The Cephalopoda are an ancient group of mollusks originating in the late Cambrian. Ancestors of modern coleoid cephalopods (octopus and squid) diverged from the externally-shelled nautiloids in the Ordovician, with approximately 600 million years of separate evolution between the cephalopod and the vertebrate lineages. The evolution of modern coleoids has been strongly influenced by competition and predatory pressures from fish, to a degree that the behavior of squid and octopus are more akin to that of fast-moving aquatic vertebrates than to other mollusks. Squid and octopuses are agile and active animals with sophisticated sensory and motor capabilities. Their central nervous systems are much larger than those of other mollusks, with the main ganglia fused into a brain that surrounds the esophagus with additional lateral optic lobes. The number of neurons in an adult cephalopod brain can reach 200 million, approximately four orders of magnitude higher than the 20-30,000 neurons found in model mollusks such as Aplysia or Lymnaea. Cephalopods exhibit sophisticated behaviors a number of studies have presented evidence for diverse modes of learning and memory in Octopus and cuttlefish models. This learning capacity is reflected in a sophisticated circuitry of neural networks in the cephalopod nervous system. Moreover, electrophysiological studies have revealed vertebrate-like properties in the cephalopod brain, such as compound field potentials and long-term potentiation. Thus cephalopods exhibit all the attributes of complex nervous systems on the anatomical, cellular, functional and behavioral levels.

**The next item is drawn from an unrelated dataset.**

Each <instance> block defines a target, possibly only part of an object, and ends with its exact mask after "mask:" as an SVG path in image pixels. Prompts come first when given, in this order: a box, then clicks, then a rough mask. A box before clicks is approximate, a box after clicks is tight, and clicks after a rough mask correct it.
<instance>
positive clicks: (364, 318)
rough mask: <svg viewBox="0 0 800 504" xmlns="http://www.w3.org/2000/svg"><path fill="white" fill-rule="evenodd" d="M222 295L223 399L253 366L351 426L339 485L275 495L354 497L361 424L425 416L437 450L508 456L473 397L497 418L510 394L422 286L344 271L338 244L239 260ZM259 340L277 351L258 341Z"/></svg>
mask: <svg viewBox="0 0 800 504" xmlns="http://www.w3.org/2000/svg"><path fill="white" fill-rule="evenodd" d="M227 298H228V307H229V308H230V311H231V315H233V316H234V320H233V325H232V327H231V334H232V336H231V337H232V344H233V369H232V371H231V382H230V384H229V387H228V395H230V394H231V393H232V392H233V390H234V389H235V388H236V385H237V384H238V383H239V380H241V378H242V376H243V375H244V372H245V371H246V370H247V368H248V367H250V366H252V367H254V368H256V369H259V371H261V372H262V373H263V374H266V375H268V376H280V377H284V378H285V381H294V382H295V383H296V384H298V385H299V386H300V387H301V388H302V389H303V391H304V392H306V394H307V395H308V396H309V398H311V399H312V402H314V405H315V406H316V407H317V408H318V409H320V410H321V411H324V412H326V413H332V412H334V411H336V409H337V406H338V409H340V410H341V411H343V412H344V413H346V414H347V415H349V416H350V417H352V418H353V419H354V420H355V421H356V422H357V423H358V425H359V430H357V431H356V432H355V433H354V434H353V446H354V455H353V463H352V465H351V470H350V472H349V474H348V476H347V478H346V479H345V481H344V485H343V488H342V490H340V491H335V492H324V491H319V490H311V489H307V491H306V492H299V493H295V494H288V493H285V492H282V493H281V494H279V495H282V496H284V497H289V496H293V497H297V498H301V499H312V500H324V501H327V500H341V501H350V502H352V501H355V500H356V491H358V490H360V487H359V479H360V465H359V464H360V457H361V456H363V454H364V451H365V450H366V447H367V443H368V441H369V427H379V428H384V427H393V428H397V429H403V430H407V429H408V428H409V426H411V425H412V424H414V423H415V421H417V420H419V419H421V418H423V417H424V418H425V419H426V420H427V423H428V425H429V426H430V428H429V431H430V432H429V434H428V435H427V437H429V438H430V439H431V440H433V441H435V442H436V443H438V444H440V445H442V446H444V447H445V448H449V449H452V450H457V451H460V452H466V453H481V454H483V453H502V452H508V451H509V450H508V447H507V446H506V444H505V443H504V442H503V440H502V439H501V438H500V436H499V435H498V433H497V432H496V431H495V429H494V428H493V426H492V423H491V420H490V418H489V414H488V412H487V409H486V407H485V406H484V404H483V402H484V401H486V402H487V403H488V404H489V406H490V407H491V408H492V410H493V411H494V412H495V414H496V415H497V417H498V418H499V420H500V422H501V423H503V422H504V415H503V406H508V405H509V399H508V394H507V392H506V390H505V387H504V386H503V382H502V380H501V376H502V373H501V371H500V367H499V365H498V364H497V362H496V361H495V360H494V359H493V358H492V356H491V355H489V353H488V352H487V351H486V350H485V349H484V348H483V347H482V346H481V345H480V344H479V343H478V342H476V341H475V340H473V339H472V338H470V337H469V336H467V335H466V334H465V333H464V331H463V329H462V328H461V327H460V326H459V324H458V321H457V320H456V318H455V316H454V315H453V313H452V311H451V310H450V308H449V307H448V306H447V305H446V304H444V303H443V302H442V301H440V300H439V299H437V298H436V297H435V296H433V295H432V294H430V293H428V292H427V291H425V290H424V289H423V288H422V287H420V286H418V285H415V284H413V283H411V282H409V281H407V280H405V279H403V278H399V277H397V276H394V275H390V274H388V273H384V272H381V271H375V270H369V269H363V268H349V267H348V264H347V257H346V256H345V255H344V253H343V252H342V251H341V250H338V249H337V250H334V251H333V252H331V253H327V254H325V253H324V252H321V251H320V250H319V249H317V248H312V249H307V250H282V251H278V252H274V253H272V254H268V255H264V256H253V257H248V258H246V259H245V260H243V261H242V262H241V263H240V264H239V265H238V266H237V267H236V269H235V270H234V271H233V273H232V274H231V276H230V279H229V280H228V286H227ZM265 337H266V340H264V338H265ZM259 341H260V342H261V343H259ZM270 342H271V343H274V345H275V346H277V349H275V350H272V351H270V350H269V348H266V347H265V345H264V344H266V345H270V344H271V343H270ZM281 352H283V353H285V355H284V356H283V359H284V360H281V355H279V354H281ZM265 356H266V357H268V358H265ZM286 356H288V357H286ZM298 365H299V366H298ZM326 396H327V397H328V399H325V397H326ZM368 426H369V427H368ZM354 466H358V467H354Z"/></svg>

Unfortunately, the purpose of the paper is to highlight an unfortunate deficiency in our modern research program: there is no cephalopod genome project. The closest thing to it is an effort to sequence the genome of another mollusc, Aplysia, which is a very good thing—Aplysia is a famous and indispensable subject of much research in learning and memory—but it’s no squid. The authors are advocating additional work on another animal, one with a more elaborate brain.

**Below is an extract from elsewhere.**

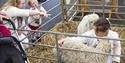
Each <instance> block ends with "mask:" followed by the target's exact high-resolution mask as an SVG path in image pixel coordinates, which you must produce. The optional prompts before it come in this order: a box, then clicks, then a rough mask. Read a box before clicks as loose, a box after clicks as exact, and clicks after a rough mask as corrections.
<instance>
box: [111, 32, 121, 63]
mask: <svg viewBox="0 0 125 63" xmlns="http://www.w3.org/2000/svg"><path fill="white" fill-rule="evenodd" d="M113 36H114V37H115V38H116V39H119V37H118V34H117V33H115V34H114V35H113ZM113 45H114V54H116V55H121V44H120V41H114V42H113ZM112 60H113V63H120V57H117V56H113V58H112Z"/></svg>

A parallel effort on a well-studied octopus or squid should provide insights on the evolutionary processes that allowed development of the sophisticated cephalopod nervous system. For example, have cephalopods undergone accelerated evolution in specific nervous system genes, as has been suggested for primates? Have specific gene families undergone expansion in the cephalopod lineage and are these expressed in the nervous system? Are there clear parallels in accelerated evolution, gene family expansion, and other evolutionary processes between cephalopods and vertebrates? Answers to these and related questions will provide useful perspectives for evaluation of the processes thought to be involved in the evolution of the vertebrate brain.

I’m all for it—let’s see a Euprymna genome project!

Jaaro H, Fainzilber M (2006) Building complex brains—missing pieces in an evolutionary puzzle. Brain Behav Evol 68(3):191-195.